Allah’ın hikmetli varlıkları, insanlardır ki sadık kul olmak ayrıdır. Sadıklık mertebesine ulaşmışlar onlardır ki kendilerinin birer hikmet olduklarını anlayanlardır. Örneğin Üstad Bediüzzaman Said Nursi hazretleri, yaklaşık 80 yıllık hayatında tek bir dünyevi zevkin tadına varmak için çaba göstermiş midir? Buna şahit olan yok.

     Aslında evliyalık mertebesi, hem sırat köprüsünü geçmek kadar zor veya düz bir ovada yürümek kadar kolaydır. Bu kesinlikle insanın elinde, ama nefsi irade yada şöyle de diye biliriz şeytani teslimiyet, hikmetli insanoğlu alınmasın, çünkü Allah’a, buyruklarına uymayan, şeytani teslimiyete yenilmiştir demektir. Nefsimiz bize hükmettiği her nefeste yaşamımız batıldır.

      Said’i Kürdi hazretleri ne güzel anlatmış. İnsanın bu dünyaya gönderilmesinin hikmeti ve gayesi hakkı kâinatı tanımak ve ona iman edip ibadet etmektir. Bu zata bu gün deli yakıştırması yapan beyhude gafiller kendi gafletlerinin farkında bile değiller. Nefsine zerre miskal taviz vermeyen bir zat, öte yandan biz bugün nefsimizin arzu ettiği her türlü vebalin ve günahın içinde boğulmuşken ne yüzle Allah’a döneceğiz ve tek gayeleri rızayı ilahi olan zatlarını, velilerini beğenmiyor, zulüm ediyor, deli diyoruz.

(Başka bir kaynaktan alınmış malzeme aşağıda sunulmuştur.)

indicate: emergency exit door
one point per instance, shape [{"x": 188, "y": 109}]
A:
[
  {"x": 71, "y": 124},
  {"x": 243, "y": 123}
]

       Aslında apaçık ortadadır ki her devir kendine yakışan âlimi de zalimi de bulundurur. Bu günkü hocaları âlimleri görüyoruz. Üstad hazretleri meclise davet edilir ve o dönem büyük bir vazife teklifinde bulunulur, her türlü imkânın olduğu bir teklif, bunu gözünü kırpmadan reddeden Üstad hazretleri benim görevim medrese tüz Zehra’yı kurmak der ve dünyevi sefil hayatına devam eder. Dünyevi sefil diyoruz ama öbür tarafın saltanatını kimse bilemez. Ancak bu dünyada sefilliğe Allah rızası ve yolunda yürümek için katlananlar bilir.